Freud distinguished between two general categories of psychological problem; the neurotic and the psychotic. People with psychotic problems were out of touch with reality, deeply and profoundly disturbed and often unable to function in society. Neurotic people were people who had persistent problems but of a minor, quirky, nature; they were able to function in society just fine although they might not be all that happy. It is likely that people who are neurotic in the Freudian sense are also high in Neuroticism in the five factor model sense, but it is not a direct or necessarily causal relationship.

Unlike Neuroticism, which is an aspect of normal personality that everyone has to some degree or not, a personality disorder is something that most people do not have. A good way to think about personality disorders is generally to see them as cases where people do not develop the normal range of flexibility of coping in their personality and end up viewing and treating every situation in a similar manner. This rigid coping style may work in some areas of life, but it generally doesn’t fit at all in others, and the person (or the people dealing with that person) ends up having problems as a result.

There is usually some core issue that the personality disorder revolves around. For people with Borderline Personality Disorder (BPD), that issue is the constant threat that someone might abandon them. People with BPD will tend to get very emotional and frantic in response to the threat of abandonment (real or imagined) and they will experience great anxiety and depression.
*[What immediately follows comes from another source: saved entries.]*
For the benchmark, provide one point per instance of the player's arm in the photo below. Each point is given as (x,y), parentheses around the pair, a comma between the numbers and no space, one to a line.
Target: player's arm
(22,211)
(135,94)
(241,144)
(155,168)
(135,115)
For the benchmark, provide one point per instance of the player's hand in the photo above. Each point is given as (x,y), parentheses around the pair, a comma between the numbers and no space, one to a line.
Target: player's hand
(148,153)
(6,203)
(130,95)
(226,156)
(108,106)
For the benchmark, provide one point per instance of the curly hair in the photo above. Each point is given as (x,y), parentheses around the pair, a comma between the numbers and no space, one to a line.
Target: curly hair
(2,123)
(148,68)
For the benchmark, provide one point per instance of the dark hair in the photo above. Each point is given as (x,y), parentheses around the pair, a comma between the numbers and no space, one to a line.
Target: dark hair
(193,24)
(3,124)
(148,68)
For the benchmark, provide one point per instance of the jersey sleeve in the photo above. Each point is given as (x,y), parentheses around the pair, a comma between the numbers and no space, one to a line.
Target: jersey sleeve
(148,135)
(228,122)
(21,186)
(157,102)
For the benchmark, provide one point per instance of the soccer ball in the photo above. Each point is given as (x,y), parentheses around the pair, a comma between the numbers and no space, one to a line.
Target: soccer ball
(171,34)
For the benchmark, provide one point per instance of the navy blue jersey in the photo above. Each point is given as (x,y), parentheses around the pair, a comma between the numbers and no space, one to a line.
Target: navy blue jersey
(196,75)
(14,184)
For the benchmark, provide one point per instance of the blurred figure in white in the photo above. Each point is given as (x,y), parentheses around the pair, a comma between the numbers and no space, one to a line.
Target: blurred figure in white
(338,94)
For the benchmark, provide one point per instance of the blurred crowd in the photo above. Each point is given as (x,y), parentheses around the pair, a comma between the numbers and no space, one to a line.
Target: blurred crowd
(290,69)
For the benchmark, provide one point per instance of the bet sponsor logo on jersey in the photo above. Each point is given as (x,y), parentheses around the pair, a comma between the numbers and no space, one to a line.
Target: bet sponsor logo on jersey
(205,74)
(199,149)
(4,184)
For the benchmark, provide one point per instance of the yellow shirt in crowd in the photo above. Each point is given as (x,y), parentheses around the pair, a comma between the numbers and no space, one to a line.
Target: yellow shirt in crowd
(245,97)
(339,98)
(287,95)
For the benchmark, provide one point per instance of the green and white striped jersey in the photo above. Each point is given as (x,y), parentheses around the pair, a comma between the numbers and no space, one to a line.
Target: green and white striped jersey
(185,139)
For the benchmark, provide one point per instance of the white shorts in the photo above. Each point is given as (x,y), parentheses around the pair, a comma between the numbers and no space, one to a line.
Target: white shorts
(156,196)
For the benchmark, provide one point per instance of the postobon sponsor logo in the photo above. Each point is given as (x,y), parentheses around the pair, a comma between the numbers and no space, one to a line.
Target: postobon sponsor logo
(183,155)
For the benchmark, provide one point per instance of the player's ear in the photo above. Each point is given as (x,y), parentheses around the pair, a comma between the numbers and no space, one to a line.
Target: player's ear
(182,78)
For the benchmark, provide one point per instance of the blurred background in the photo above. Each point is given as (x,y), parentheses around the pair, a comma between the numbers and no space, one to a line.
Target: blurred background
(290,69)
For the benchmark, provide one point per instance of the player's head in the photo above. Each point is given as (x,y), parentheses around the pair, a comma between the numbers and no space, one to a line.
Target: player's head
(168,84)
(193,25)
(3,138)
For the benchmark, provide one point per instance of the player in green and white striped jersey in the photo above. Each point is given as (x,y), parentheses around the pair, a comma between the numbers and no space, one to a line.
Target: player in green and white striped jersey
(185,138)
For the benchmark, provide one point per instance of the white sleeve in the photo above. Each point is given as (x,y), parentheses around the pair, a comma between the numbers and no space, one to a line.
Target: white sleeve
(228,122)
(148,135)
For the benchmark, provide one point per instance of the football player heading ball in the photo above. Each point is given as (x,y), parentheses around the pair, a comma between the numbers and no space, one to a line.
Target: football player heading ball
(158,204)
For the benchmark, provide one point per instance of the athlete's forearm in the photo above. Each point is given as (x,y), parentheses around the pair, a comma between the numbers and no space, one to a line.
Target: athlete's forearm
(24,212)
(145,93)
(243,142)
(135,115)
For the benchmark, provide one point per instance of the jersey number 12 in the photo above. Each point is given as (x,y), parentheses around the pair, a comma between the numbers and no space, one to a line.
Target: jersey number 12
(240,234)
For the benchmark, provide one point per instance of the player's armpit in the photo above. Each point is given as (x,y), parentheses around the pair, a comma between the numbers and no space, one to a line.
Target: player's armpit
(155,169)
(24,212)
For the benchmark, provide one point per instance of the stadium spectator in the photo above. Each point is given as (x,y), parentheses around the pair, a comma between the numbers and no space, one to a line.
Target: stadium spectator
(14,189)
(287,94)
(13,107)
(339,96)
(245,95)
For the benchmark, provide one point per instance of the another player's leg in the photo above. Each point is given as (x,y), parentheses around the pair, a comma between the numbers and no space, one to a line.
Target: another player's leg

It is probably the case that the majority of people who have BPD also are high in terms of Neuroticism, as high levels of Neuroticism probably function as a vulnerability that people can have to being susceptible to developing clinically relevant emotion regulation problems like BPD, but it certainly is not the case that everyone who is high in Neuroticism is also BPD. High Neuroticism may be a predisposing vulnerability for the development of BPD, but it is definitely not a sufficient cause and may not even be necessary for the disorder to occur.